How to Choose Between Pricing Models
Ask yourself:
- How complex is your situation? If you have a business, concentrated assets, business partners, or complex tax issues, flat-fee usually wins. You need comprehensive advice more than you need investment management.
- What's the advisor's incentive with this fee model? Under AUM, they want your portfolio to grow. Under flat-fee, they want to solve your problems and keep you as a client. Which matters more to you?
- Will you follow their advice? If an advisor recommends something that costs fees in the short term (like selling part of your business to diversify), do you trust they're saying it for your benefit, not theirs?

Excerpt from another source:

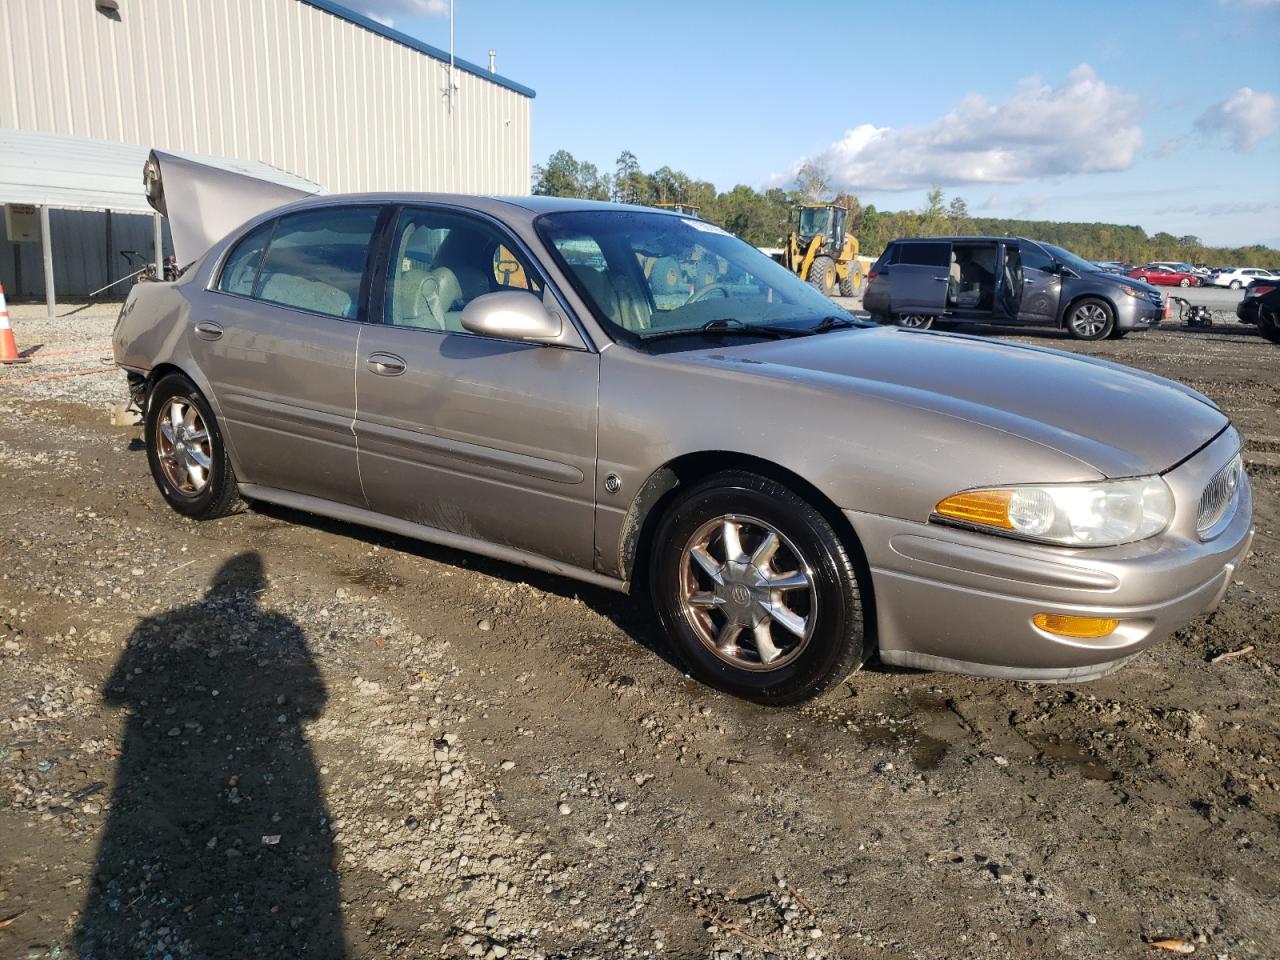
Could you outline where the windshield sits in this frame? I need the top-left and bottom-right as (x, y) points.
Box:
(536, 210), (847, 341)
(1043, 243), (1101, 275)
(798, 207), (834, 238)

- How much advice do you actually need? If it's 10-15 hours per year, flat-fee is probably cheaper. If it's 2 hours per year, you might be better off with hourly.
The Real Reason More Business Owners Are Switching
It's not because flat-fee advisors are newer or trendier. It's because business owners eventually figure out what economists have known for decades: fee structure matters.
When your advisor's paycheck depends on portfolio size, they're incentivized to focus on investments rather than your business, your taxes, your succession plan, or your exit strategy. Those are the conversations that move the needle for business owners—and they're the conversations that AUM pricing discourages.
Flat-fee advisors solve that problem by removing the conflict. Your success is their success—regardless of whether success looks like growing investments, optimizing taxes, restructuring your business, or preparing to exit.
Know What You're Paying For
Whatever pricing model you choose, make sure you understand it. Ask: What does this fee cover? What's excluded? How do you handle changes in my situation? Does the fee change if my business grows?